The input will be like: The dog is _____, but we are happy he is okay.
The output will be like:
1. hyper (Perplexity score here)
2. sad (Perplexity score here)
3. scared (Perplexity score here)
I discovered this idea here: https://medium.com/#plusepsilon/the-bidirectional-language-model-1f3961d1fb27
import torch, torch.nn as nn
from torch.autograd import Variable
text = ['BOS', 'How', 'are', 'you', 'EOS']
seq_len = len(text)
batch_size = 1
embedding_size = 1
hidden_size = 1
output_size = 1
random_input = Variable(
torch.FloatTensor(seq_len, batch_size, embedding_size).normal_(), requires_grad=False)
bi_rnn = torch.nn.RNN(
input_size=embedding_size, hidden_size=hidden_size, num_layers=1, batch_first=False, bidirectional=True)
bi_output, bi_hidden = bi_rnn(random_input)
# stagger
forward_output, backward_output = bi_output[:-2, :, :hidden_size], bi_output[2:, :, hidden_size:]
staggered_output = torch.cat((forward_output, backward_output), dim=-1)
linear = nn.Linear(hidden_size * 2, output_size)
# only predict on words
labels = random_input[1:-1]
# for language models, use cross-entropy :)
loss = nn.MSELoss()
output = loss(linear(staggered_output), labels)
I am trying to reimplement the code above found at the bottom of the blog post. I am new to pytorch and nlp, and can't understand what the input and output to the code is.
Question about the input: I am guessing the input are the few words that are given. Why does one need beginning of sentence and end of sentence tags in this case? Why don't I see the input being a corpus on which the model is trained like other classic NLP problems? I would like to use the Enron email corpus to train the RNN.
Question about the output: I see the output is a tensor. My understanding is the tensor is a vector, so maybe a word vector in this case.
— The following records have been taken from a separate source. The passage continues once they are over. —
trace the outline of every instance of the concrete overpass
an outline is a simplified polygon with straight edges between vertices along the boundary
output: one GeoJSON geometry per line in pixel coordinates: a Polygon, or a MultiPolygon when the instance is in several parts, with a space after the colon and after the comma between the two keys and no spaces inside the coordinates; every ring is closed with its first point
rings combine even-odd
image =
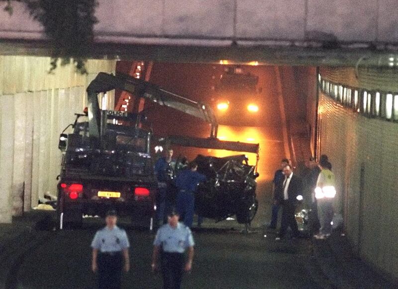
{"type": "MultiPolygon", "coordinates": [[[[394,0],[98,2],[91,57],[388,66],[398,53],[394,0]]],[[[0,53],[49,55],[41,24],[11,4],[12,15],[0,11],[0,53]]]]}
{"type": "Polygon", "coordinates": [[[304,78],[317,81],[314,90],[310,80],[303,88],[302,71],[283,68],[276,76],[281,93],[291,102],[306,98],[313,150],[333,164],[354,248],[398,277],[395,0],[99,2],[87,56],[100,60],[89,62],[88,76],[70,67],[47,74],[49,58],[34,57],[51,55],[43,27],[21,2],[12,1],[11,16],[0,12],[0,221],[17,213],[15,194],[35,192],[25,200],[29,210],[54,186],[59,132],[75,112],[64,108],[83,108],[85,86],[97,72],[114,72],[115,61],[310,66],[304,78]]]}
How can you use the tensor to output the words themselves?
As this question is rather open-ended I will start from the last parts, moving towards the more general answer to the main question posed in the title.
Quick note: as pointed in the comments by #Qusai Alothman, you should find a better resource on the topic, this one is rather sparse when it comes to necessary informations.
Additional note: full code for the process described in the last section would take way too much space to provide as an exact answer, it would be more of a blog post. I will highlight possible steps one should take to create such a network with helpful links as we go along.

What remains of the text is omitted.